The Comfort of Conformity

filled star filled star filled star filled star star unfilled
theladywithglasses Avatar

By

Set in a dystopian future not too far from the 21st century, the world bakes under a too hot sun and people scrabble for a living in barren terrain. Cities and islands have been swallowed whole by the seas and oceans and humans barely cling to life in scattered communities. It’s the doom of the world that has been predicted for years thus not a surprise. It’s what a young girl imagines coming next that poses questions.

Eleanor is already a mystery to the reader since she is a foundling, abandoned on her adoptive mother’s doorstep. However, Eleanor’s early days depict a girl restless with desire for her best friend June and hungry to know her origins, a question her stoic mother can’t answer. She’s not one to hold in her feelings and is eager to make friends quickly. There doesn’t seem to be a mean bone in her body. With everything about her an open book, it’s the strange new world around her that requires exploring.

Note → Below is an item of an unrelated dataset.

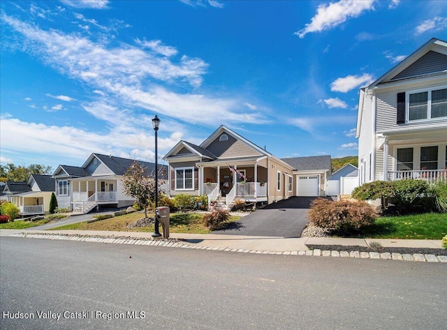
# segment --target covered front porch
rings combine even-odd
[[[430,183],[447,180],[446,137],[446,129],[386,135],[383,179],[417,179]]]
[[[87,213],[96,205],[117,204],[117,179],[108,177],[71,180],[71,198],[75,212]]]
[[[200,163],[200,194],[209,202],[220,200],[230,208],[236,200],[259,202],[268,200],[266,158]]]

The government has abolished racism and religion. Such actions raise questions. Did they blame religion for human indifference to climate change? Is the dismissal of race due to the fact that they think it inhumane or because, seeing there are so few human beings left, breeding of any kind is essential and therefore skin color needs to be overlooked? Is race truly wiped from the public consciousness or simply driven into other expectations? Accusations from modern-day theists accuse certain dictators of being atheists, the implication being that atheism was behind the atrocities thse men perpetrated. But further digging indicated that these men didn’t outlaw religion because of their atheistic beliefs but because they saw religion as competition. They wanted the people to love them not god. After all, the preferred address in Nazi Germany wasn’t “God bless” but “Heil Hitler”.

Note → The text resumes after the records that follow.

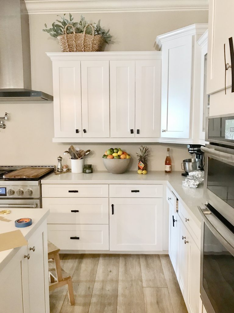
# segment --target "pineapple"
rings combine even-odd
[[[146,146],[141,146],[139,148],[140,153],[137,153],[137,155],[139,162],[141,162],[144,164],[143,167],[140,167],[138,165],[138,169],[147,171],[148,167],[148,160],[150,154],[149,150]]]

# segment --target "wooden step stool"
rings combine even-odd
[[[67,285],[70,304],[73,305],[75,304],[75,300],[71,276],[61,268],[59,253],[60,251],[59,248],[48,240],[48,260],[52,259],[54,261],[49,262],[50,277],[49,289],[50,291],[51,291]]]

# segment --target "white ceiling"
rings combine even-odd
[[[208,0],[25,0],[29,14],[208,10]]]

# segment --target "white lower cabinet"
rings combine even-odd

The promise of the academies as promoting a stifling conformity is swift to reveal itself and you experience the same wincing of spirit Eleanor does when she is finally brought to The Meadows. The warm glow of being among other girls becomes stifled with the threat of tattling over wrongful behavior. While The Meadows are filled with clean clothes, hot showers and food abundance, Eleanor wonders why the climate doesn’t change with the seasons, why their location is vague and uncertain, why the slant of the sun doesn’t alter as the months pass. As her questions mount, so does our worry about the nature of the school where she has been sent. Is she really “special” or is she and the other girls being groomed for a sinister purpose?

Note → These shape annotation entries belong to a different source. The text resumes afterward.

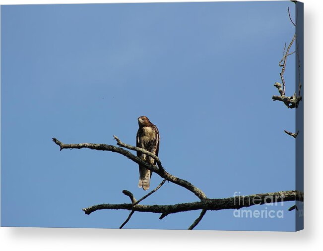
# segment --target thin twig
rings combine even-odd
[[[202,218],[203,218],[203,216],[204,215],[206,212],[206,210],[205,209],[202,210],[202,211],[201,212],[201,214],[199,215],[198,217],[196,220],[195,220],[195,221],[194,221],[193,224],[190,226],[190,227],[188,229],[188,230],[192,230],[195,227],[196,227],[197,225],[197,224],[199,223],[199,222],[201,221]]]
[[[113,152],[117,152],[123,155],[137,164],[143,165],[145,168],[157,173],[163,179],[166,179],[171,182],[178,185],[179,186],[181,186],[188,190],[190,191],[198,197],[200,200],[202,200],[207,198],[206,196],[202,190],[194,186],[191,182],[189,182],[187,180],[175,176],[168,173],[166,171],[163,171],[161,170],[161,169],[158,168],[155,165],[152,165],[147,162],[142,158],[134,155],[129,151],[125,150],[123,148],[104,144],[81,143],[65,144],[55,138],[53,138],[53,141],[54,141],[56,145],[60,146],[61,151],[63,149],[81,149],[82,148],[88,148],[94,150],[109,151]]]
[[[122,228],[123,227],[124,227],[125,226],[125,225],[126,225],[128,222],[128,221],[129,221],[129,220],[131,218],[131,216],[132,216],[132,214],[133,214],[134,212],[134,211],[133,210],[131,210],[131,211],[129,214],[129,215],[128,216],[128,217],[125,221],[125,222],[123,223],[122,223],[122,225],[121,226],[120,226],[120,227],[119,227],[119,228],[121,229],[121,228]]]
[[[293,206],[290,207],[289,208],[288,208],[288,211],[293,211],[294,209],[298,210],[298,208],[297,208],[296,205],[294,205]]]
[[[284,79],[284,73],[285,73],[285,70],[286,69],[286,63],[287,61],[287,56],[289,52],[289,50],[290,50],[290,48],[292,47],[293,43],[294,43],[294,41],[295,40],[296,36],[296,34],[295,33],[294,34],[293,39],[292,39],[291,42],[289,43],[289,45],[288,46],[288,47],[287,47],[287,50],[286,51],[286,53],[283,56],[282,60],[280,60],[280,62],[279,62],[279,66],[282,66],[282,68],[281,69],[281,72],[280,72],[279,75],[280,75],[280,78],[281,79],[281,82],[283,84],[283,94],[282,94],[283,95],[285,95],[285,90],[286,88],[285,79]],[[282,61],[284,61],[284,63],[282,64],[281,64],[281,62]]]
[[[289,11],[289,7],[288,7],[288,15],[289,16],[289,19],[290,20],[290,21],[292,22],[293,24],[294,24],[294,26],[296,26],[296,25],[294,23],[294,22],[293,22],[293,20],[292,20],[292,18],[290,16],[290,12]]]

Peacekeepers are men of violence (a kind of doublespeak worthy of George Orwell). Auditory and visual surveillance is everywhere. Women are groomed for wifehood and motherhood; all other job avenues are closed to them. Single women, past the age of marriage, are a kind of menace, although it’s not explained how. The downfall of society is subtly blamed on women (divorce, whoring and debauchery being giving as reasons). The bright sheen of this world slowly fades in the encroaching shadow of a totalitarian state.

So what happens next? We are both curious and terrified to learn.